S: This is staggering on so many levels, complexity and sheer saccharine levels. There is the waft of buttery pecan, maple syrup, cinnamon, baked bread, a sort of toffee sweetness and closes with this oily churro aspect that makes it clear that this beer is not here to fall in line. This beer will ruin you and think nothing of it. The whole smell is like the world’s most baller waffle house. If they would have integrated the smell of Newports and the waft of stripper glitter in the nose, IT WOULD BE LIKE I WAS REALLY THERE.

T: This follows the nose dead on and delivers a sticky sweet blast of butter, pecans, candied almond, bisquik, maple syrup, and a cinnamon close that just ties the whole thing together like a crazy beer from Funky Buddha. This mead takes things far beyond just fermented honey and hits zones way beyond those that are usually encountered in beer profiles. Things get rooty and tooty albeit they are not fresh nor fruity.

Bust out a rare decadent treat, show people you wont be fucked with.

Bust out a rare decadent treat, show people you wont be fucked with.

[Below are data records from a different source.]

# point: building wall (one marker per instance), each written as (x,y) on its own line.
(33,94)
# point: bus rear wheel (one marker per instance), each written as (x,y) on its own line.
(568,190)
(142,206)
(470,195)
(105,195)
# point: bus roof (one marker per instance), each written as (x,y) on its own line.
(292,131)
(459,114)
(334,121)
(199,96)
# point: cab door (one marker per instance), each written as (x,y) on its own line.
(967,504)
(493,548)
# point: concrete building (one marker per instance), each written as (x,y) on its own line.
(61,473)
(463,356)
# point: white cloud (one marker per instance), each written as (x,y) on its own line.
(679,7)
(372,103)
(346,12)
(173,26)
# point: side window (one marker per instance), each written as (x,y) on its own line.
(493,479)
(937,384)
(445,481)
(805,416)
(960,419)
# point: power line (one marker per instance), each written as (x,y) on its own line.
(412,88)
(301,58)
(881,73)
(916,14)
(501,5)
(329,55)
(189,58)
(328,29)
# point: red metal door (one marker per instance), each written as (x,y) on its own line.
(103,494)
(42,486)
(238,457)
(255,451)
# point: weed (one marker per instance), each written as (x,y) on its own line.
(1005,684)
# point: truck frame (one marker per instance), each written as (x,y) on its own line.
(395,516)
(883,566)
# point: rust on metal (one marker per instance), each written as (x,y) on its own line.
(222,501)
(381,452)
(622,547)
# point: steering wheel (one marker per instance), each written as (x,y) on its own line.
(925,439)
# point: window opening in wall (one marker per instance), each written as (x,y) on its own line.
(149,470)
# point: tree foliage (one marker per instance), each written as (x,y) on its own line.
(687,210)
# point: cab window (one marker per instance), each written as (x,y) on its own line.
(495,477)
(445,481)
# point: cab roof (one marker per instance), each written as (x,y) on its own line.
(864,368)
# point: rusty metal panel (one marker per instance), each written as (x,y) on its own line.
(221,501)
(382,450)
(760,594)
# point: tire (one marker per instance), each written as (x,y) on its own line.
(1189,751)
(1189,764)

M: This is sticky and coats with a deep honey aspect, however, the funtime sweetness is burned off as the midday alcohol astringency comes through like a liqueur on the backend, drying up all the loose ends and making you feel MARGARINELY better about this buttery treat you just consumed. This is boozy, buttery, sweet, and hot with alcohol: like most women from Alabama, I assume.

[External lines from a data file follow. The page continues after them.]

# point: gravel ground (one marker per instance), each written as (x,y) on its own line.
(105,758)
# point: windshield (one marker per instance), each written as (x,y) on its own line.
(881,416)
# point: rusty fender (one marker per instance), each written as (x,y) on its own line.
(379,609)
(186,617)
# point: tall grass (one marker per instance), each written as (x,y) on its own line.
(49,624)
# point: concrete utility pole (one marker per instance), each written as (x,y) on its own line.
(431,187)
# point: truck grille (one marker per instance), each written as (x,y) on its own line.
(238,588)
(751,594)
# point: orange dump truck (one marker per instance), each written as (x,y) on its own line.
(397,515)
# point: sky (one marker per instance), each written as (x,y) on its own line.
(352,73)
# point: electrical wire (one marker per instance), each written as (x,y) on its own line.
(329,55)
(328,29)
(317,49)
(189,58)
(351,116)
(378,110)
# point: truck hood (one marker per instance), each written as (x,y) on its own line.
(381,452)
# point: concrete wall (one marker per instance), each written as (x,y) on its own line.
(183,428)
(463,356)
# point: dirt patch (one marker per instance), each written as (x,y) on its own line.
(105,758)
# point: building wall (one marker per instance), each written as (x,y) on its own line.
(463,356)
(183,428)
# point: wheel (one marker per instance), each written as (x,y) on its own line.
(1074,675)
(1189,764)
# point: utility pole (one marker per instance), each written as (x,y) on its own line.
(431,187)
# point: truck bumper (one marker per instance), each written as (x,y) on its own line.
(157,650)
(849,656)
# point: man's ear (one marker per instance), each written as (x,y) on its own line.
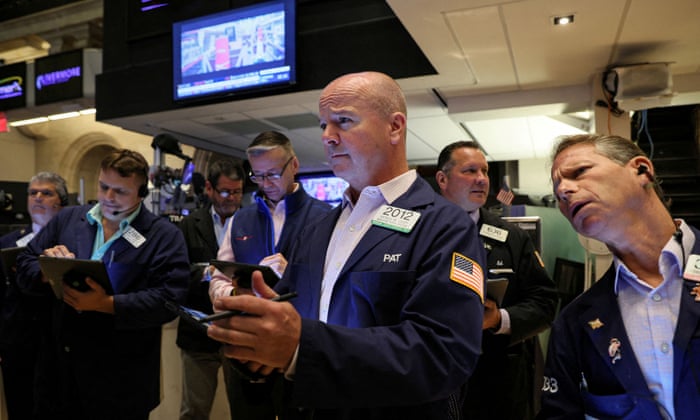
(441,179)
(398,127)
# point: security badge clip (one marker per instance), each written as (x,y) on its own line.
(493,232)
(692,272)
(692,268)
(395,218)
(614,350)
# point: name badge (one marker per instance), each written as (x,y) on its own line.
(493,232)
(395,218)
(24,240)
(133,237)
(692,269)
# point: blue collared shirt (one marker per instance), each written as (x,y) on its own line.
(100,247)
(650,316)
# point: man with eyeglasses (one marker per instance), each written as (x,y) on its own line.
(204,230)
(263,234)
(24,318)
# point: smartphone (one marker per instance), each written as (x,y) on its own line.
(189,315)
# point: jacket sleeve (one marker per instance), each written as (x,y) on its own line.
(536,300)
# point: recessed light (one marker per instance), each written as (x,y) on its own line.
(563,20)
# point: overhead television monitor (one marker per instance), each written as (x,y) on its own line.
(240,50)
(13,86)
(324,186)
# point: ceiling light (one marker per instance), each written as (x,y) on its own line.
(29,121)
(563,20)
(64,115)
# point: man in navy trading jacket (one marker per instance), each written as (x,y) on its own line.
(24,319)
(628,347)
(262,234)
(204,230)
(387,322)
(107,360)
(502,386)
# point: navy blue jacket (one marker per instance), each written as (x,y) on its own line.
(20,312)
(115,359)
(401,338)
(252,231)
(616,390)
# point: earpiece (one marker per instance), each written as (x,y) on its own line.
(143,190)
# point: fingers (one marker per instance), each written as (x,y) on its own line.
(59,251)
(260,287)
(276,262)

D: This is both impossible to drink, and exceptionally drinkable at the same time due to the abv, sticky sweetness, and just amazingly delicious presentation. You probably COULD drink an entire bottle of this, but I dont know if that is what they were intending when they tossed this bad boy into 375ml bottles. This is meant to be shared so you can later share epipens and check your insulin levels with your buddies. SHARING IS CARING.

It may not be what you are used to, but it is still lovable nonetheless.

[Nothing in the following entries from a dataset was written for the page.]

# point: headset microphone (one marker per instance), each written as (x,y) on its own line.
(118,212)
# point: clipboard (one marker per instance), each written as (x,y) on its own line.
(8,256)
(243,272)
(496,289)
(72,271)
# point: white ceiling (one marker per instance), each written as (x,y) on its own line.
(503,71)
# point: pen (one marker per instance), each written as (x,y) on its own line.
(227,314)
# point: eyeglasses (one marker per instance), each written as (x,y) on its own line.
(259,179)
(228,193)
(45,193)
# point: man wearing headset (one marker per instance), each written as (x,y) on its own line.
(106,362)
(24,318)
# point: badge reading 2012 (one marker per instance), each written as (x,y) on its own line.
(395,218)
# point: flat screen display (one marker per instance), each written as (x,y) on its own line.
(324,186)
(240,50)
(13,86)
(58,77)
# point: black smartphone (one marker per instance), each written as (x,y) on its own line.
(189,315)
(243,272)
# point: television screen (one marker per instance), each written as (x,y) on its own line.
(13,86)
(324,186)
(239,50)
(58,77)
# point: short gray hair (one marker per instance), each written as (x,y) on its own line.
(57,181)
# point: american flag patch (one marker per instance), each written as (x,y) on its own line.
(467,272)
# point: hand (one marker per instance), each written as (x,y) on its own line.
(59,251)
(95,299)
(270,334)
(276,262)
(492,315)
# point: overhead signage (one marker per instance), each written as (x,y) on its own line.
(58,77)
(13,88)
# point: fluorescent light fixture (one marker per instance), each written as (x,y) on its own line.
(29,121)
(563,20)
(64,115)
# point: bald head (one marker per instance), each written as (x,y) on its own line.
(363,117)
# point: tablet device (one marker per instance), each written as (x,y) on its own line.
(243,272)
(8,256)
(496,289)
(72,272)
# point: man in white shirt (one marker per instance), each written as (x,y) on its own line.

It may not be what you are used to, but it is still lovable nonetheless.

Narrative: I am recovering from a diabetic coma, no review today. Just make some shit up about fingerbanging an IHOP waitress or something.

3 thoughts on “Kuhnhenn Bourbon Barrel French Toast Mead, Like Making out with an Escort in an IHOP

  1. I notice you refer to mead as a type of beer a few places in your review. Mead is not beer. It is also not wine. If you ask a beer maker they will tell you incorrectly it’s mostly like a type of beer. A wine maker will tell you the same about it being mostly a kind of wine. Wine makers will tell you it’s best made without boiling and beer makers will tell you to boil it. Both have their reasons but in both cases it’s still just mead.

    If I had to pick one I suppose I would say it’s closer to wine most of the time, but not always. I have two mead going right now that resemble both beer and wine. I have a third that is a bit more like a sherry. Some people say mead basically means honey wine. But as a mead maker I can tell you, it’s really not correct to use either term. If it is mostly beer with some honey added then it isn’t mead. If it’s mostly wine with some honey added it isn’t mead. It has to be mostly honey to be called mead. 50% of the fermentable sugar in fact or more must be from the honey.

    Beer has it’s own sub types such as an ales, lagers or a doppelbocks. Mead isn’t a subtype of beer though.

    Wine too has subtypes such as chardonnay, merlot, or cabernet. Lots of people argue that mead falls under wine including many wine experts. But it does not plain and simple.

    It does however have it’s own subtypes like Cysers, Melomels, and Smallmeads. Pyment is mead that is made with grape juice. This mead is considered half wine and falls under the wine subtypes as well. Braggot is mead that is made with malted grain (usually barley) and is a half beer mead that also falls under the beer subtypes. Of course even then it’s still one or the other depending on how much honey is used in the fermentation.

    While some meads may seam beery in flavor and body they aren’t actually beers unless they fall under the Braggot subtypes and even then if it’s just a bit of grain it’s not really a beer.